3. You can zoom and enhance any footage

This has long been the staple of the lazy writer (particularly those working for CSI): a security camera or photo is put on a screen, someone asks for zone G4 to be zoomed and enhanced, then as if by magic stunning detail appears from nowhere and the criminal is identified. For this system to work it either requires every camera and CCTV system to use Gigapixel resolutions, or such incredible computing technology that Hollywood could throw away all of its expensive HD cameras and shoot everything using £50 camcorders. Bladerunner’s the film that started the craze, but the Red Dwarf parody brilliantly pilliorises it.

2. Screens must light up people’s faces

For some reason, Hollywood believes that when someone uses a monitor, it must without fail project its image over their face. The power required for a monitor to do this would be immense – well, let’s face it, you’d actually have to have a projector inside. Can you imagine what this would do to your eyes if your monitor worked like this? You’d definitely be blind.

Then there’s the question of privacy. Sitting there with what you’re viewing plastered all over your face would give the game away to the point where even Internet Explorer’s InPrivate browsing would be entirely pointless.

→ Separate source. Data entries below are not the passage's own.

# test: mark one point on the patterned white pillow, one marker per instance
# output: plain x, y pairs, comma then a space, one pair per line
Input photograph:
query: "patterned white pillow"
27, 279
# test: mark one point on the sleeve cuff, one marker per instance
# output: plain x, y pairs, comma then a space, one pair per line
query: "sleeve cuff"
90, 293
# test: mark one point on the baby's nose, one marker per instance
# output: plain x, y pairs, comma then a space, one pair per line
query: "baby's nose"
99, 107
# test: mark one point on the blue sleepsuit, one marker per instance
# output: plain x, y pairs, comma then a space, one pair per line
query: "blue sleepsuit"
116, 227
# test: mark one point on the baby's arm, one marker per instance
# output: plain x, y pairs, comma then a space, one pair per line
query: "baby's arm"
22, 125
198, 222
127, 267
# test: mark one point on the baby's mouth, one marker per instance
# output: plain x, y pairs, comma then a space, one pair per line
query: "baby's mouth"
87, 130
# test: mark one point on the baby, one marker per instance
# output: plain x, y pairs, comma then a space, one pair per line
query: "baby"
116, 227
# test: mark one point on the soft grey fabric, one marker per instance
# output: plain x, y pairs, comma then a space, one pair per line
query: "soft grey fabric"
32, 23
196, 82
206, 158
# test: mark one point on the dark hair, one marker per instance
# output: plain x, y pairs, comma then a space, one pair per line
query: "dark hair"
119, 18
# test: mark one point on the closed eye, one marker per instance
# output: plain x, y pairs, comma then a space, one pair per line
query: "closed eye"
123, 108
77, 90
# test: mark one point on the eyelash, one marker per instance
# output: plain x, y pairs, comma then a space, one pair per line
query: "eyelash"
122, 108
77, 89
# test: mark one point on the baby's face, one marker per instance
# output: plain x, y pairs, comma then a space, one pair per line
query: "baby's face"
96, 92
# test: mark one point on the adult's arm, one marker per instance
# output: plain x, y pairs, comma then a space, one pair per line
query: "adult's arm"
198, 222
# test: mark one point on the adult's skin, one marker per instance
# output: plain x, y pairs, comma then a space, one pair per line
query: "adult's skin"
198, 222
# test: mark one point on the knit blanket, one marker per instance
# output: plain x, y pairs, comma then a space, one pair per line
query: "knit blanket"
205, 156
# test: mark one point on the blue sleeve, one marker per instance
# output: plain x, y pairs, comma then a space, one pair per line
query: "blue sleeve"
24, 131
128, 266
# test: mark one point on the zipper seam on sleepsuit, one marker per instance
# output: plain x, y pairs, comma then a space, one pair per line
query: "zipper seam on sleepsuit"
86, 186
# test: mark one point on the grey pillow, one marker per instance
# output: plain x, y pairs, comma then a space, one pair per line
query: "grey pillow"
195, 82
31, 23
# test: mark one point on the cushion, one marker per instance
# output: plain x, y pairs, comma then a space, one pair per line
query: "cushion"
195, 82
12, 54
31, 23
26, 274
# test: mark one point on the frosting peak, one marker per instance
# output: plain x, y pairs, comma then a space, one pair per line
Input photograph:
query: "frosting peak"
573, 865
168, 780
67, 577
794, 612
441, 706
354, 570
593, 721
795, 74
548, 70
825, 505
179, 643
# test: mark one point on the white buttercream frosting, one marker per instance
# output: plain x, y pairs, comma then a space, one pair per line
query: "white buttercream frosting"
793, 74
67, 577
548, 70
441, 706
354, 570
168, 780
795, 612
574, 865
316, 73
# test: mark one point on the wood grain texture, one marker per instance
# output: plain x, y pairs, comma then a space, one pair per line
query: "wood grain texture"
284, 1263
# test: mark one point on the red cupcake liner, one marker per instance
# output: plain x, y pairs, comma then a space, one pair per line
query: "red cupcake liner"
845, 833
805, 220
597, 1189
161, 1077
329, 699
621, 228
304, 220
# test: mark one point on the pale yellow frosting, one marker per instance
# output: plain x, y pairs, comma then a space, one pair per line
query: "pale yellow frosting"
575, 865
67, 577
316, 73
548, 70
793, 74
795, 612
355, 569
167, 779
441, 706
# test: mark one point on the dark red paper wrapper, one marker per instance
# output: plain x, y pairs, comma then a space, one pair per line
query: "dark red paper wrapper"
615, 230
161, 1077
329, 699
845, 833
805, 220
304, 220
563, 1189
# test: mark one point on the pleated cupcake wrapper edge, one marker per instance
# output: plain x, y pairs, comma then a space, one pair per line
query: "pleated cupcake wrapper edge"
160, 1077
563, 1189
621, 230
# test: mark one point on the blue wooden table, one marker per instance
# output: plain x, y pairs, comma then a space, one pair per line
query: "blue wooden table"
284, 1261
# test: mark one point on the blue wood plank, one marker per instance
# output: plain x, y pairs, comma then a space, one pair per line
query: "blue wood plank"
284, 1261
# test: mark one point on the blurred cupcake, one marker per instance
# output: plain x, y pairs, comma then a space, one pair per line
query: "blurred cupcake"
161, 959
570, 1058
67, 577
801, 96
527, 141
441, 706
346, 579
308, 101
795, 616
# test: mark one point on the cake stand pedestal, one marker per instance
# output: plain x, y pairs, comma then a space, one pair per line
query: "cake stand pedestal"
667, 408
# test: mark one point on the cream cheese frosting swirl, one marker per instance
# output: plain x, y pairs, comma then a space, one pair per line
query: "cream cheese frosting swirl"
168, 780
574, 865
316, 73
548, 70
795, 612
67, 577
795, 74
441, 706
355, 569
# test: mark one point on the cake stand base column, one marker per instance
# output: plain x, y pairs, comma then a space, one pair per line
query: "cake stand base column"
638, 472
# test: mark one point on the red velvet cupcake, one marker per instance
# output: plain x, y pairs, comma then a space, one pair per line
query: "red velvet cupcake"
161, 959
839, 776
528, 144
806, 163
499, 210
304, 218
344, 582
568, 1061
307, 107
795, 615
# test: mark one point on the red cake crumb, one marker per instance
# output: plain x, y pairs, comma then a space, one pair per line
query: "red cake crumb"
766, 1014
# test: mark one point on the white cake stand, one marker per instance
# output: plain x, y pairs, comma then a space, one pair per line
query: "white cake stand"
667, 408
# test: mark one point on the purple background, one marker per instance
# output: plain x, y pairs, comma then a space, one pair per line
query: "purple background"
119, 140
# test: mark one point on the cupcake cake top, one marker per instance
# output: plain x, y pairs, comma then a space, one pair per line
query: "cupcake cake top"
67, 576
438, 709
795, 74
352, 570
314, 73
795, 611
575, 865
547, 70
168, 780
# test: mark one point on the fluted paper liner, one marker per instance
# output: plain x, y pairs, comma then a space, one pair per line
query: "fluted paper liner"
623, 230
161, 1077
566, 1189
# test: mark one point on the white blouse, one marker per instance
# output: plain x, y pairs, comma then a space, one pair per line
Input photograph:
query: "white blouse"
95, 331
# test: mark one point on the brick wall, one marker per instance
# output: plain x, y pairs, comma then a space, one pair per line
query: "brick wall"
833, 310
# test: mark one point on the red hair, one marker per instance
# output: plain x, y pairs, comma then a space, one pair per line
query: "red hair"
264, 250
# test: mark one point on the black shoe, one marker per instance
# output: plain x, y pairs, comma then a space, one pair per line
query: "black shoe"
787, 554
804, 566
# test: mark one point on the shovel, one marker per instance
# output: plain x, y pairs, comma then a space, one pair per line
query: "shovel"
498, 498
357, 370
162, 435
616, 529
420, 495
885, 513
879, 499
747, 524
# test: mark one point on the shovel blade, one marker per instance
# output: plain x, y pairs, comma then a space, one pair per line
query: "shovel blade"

1. Left long enough, a computer becomes intelligent

From V’ger in Star Trek the motion picture to Skynet in the Terminator films, Hollywood has this fascination that left turned on for long enough a computer will become sentient. Usually this coincides with it becoming evil and devising a dastardly plan for wiping out humanity. Quite why is beyond us – what would a computer do by itself anyway, aside from sitting in room by itself whirring away?

This is complete nonsense. Any computer left on permanently would suffer at least a few, if not all, of the following problems: mechanical failure (hard disk/SSD, fans, power supply and so on), software crash (operating system falling big time or some other bit of software just failing to work) and overheating due to dust being sucked into the case. The only thing that leaving a computer on will do is get you a massive electricity bill.